[Feature] SPMD for SGLang + Verl (#3852)

2025-03-01 01:53:10 +08:00
parent bac414ab53
commit e3e0bc50a9
19 changed files with 890 additions and 202 deletions
--- a/python/sglang/srt/server_args.py
+++ b/python/sglang/srt/server_args.py
@@ -82,6 +82,7 @@ class ServerArgs:
    dist_timeout: Optional[int] = None  # timeout for torch.distributed
    download_dir: Optional[str] = None
    base_gpu_id: int = 0
+    gpu_id_step: int = 1

    # Logging
    log_level: str = "info"
@@ -552,6 +553,12 @@ class ServerArgs:
            default=ServerArgs.base_gpu_id,
            help="The base GPU ID to start allocating GPUs from.
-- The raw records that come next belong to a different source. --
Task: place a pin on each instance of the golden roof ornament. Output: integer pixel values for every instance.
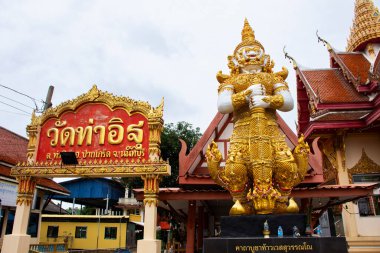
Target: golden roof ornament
(247, 33)
(365, 27)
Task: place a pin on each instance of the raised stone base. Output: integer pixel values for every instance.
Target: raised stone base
(16, 244)
(267, 245)
(151, 246)
(253, 225)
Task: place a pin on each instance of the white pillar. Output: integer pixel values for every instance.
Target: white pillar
(150, 243)
(19, 241)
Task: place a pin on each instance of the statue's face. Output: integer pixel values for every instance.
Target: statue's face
(250, 56)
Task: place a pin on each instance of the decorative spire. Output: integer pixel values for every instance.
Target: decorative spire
(366, 25)
(247, 34)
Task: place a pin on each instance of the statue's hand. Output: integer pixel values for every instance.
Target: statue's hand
(257, 89)
(258, 101)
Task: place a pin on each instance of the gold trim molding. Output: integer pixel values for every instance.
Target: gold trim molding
(26, 187)
(365, 165)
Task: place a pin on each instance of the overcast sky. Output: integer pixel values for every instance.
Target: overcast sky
(147, 50)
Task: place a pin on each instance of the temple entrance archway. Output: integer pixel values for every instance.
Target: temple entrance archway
(94, 135)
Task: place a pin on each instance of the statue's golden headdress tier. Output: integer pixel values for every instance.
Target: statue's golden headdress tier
(248, 37)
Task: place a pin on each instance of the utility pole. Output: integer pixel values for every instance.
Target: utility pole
(49, 96)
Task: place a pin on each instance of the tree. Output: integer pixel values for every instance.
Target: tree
(170, 147)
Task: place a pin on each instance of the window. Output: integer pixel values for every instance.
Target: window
(52, 232)
(80, 232)
(11, 217)
(110, 232)
(368, 206)
(33, 224)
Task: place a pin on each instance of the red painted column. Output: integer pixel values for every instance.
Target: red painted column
(191, 226)
(200, 228)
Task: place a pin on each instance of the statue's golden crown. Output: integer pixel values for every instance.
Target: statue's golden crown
(247, 38)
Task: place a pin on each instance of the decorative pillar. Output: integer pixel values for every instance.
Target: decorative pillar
(348, 215)
(19, 241)
(151, 190)
(200, 227)
(190, 229)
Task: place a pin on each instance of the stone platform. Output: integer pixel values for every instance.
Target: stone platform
(274, 244)
(252, 225)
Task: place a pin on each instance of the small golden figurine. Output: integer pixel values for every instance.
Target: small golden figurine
(266, 231)
(260, 169)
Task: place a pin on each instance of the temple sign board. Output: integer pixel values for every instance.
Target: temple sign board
(104, 136)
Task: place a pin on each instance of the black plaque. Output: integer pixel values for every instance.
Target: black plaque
(275, 245)
(253, 225)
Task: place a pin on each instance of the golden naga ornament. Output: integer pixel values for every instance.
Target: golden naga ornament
(260, 169)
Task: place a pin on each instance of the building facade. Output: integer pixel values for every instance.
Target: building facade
(340, 105)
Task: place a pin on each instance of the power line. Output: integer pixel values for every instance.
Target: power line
(15, 113)
(14, 107)
(16, 102)
(18, 92)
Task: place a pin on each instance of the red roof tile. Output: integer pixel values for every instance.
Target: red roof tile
(331, 87)
(357, 64)
(339, 116)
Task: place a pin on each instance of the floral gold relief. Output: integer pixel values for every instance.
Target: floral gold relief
(26, 187)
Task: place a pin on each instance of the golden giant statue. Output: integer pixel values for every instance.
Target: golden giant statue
(260, 169)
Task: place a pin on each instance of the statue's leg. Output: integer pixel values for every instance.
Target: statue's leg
(236, 172)
(285, 173)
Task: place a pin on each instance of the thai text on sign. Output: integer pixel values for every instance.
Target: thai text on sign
(95, 131)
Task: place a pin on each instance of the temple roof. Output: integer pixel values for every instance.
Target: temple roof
(365, 27)
(346, 95)
(330, 86)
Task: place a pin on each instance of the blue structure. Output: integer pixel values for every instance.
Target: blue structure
(92, 192)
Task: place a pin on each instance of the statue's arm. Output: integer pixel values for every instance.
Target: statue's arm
(280, 100)
(281, 89)
(228, 100)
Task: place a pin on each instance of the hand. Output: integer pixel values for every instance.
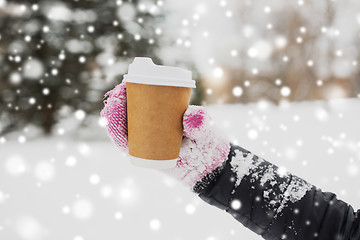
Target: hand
(202, 149)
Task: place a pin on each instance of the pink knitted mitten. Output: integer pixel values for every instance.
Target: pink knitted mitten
(203, 149)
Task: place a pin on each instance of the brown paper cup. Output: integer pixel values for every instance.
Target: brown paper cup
(155, 120)
(157, 98)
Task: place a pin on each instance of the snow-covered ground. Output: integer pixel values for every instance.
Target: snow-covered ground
(66, 188)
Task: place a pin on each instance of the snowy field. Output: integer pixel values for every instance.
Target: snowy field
(69, 188)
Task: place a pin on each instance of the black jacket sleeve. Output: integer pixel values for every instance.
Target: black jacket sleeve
(276, 204)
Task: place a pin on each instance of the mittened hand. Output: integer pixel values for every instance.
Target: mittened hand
(202, 149)
(115, 113)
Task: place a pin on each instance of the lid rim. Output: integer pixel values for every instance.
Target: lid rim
(149, 80)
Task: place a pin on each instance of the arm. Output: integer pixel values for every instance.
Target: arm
(268, 201)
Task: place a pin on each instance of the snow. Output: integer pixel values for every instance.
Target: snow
(89, 189)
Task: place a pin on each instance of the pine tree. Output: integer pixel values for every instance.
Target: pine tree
(53, 55)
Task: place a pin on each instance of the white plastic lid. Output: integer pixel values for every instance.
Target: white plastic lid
(143, 70)
(156, 164)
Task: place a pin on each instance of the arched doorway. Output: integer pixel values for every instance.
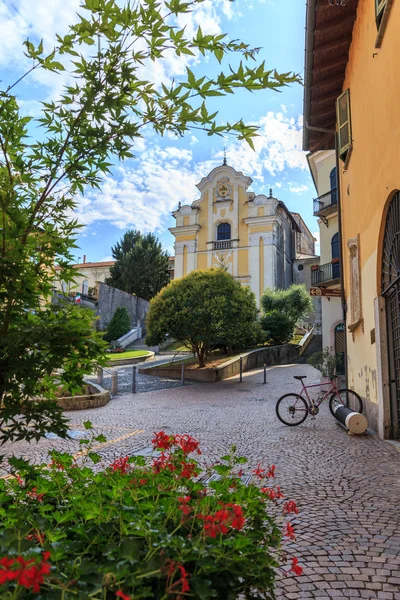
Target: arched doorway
(340, 347)
(390, 289)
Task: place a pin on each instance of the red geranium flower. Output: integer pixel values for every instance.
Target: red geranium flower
(34, 495)
(290, 507)
(183, 506)
(289, 532)
(259, 472)
(120, 594)
(187, 444)
(162, 440)
(230, 515)
(273, 494)
(188, 470)
(297, 570)
(121, 465)
(26, 573)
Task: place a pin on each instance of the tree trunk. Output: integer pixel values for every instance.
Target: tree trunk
(201, 357)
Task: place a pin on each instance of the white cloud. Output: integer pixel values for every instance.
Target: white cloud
(142, 196)
(297, 189)
(19, 21)
(142, 193)
(277, 147)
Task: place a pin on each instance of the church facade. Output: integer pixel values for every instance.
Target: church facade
(254, 237)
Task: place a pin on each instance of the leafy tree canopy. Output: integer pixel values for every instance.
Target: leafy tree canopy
(282, 311)
(119, 325)
(102, 111)
(203, 310)
(141, 265)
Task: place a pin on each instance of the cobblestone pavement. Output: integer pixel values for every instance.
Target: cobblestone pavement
(347, 488)
(144, 383)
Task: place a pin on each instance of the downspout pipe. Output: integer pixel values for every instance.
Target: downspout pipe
(340, 229)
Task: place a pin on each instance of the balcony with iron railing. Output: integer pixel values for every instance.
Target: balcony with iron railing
(326, 275)
(326, 204)
(222, 245)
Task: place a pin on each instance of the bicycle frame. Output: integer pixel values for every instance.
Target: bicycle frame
(332, 389)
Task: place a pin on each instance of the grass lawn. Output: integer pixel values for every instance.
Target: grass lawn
(128, 354)
(175, 347)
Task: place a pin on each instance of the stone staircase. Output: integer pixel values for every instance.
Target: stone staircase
(314, 346)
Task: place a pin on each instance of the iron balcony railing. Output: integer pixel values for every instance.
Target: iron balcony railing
(325, 201)
(325, 273)
(223, 245)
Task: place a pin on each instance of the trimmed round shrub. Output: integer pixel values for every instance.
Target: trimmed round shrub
(278, 327)
(119, 325)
Useful when running multiple instances on the same machine.",
        )
+        parser.add_argument(
+            "--gpu-id-step",
+            type=int,
+            default=ServerArgs.gpu_id_step,
+            help="The delta between consecutive GPU IDs that are used. For example, setting it to 2 will use GPU 0,2,4,...",
+        )

        # Logging
        parser.add_argument(
@@ -957,6 +964,7 @@ class ServerArgs:
            and (self.lora_paths is None or self.disable_radix_cache)
        ), "compatibility of lora and cuda graph and radix attention is in progress"
        assert self.base_gpu_id >= 0, "base_gpu_id must be non-negative"
+        assert self.gpu_id_step >= 1, "gpu_id_step must be positive"

        if isinstance(self.lora_paths, list):
            lora_paths = self.lora_paths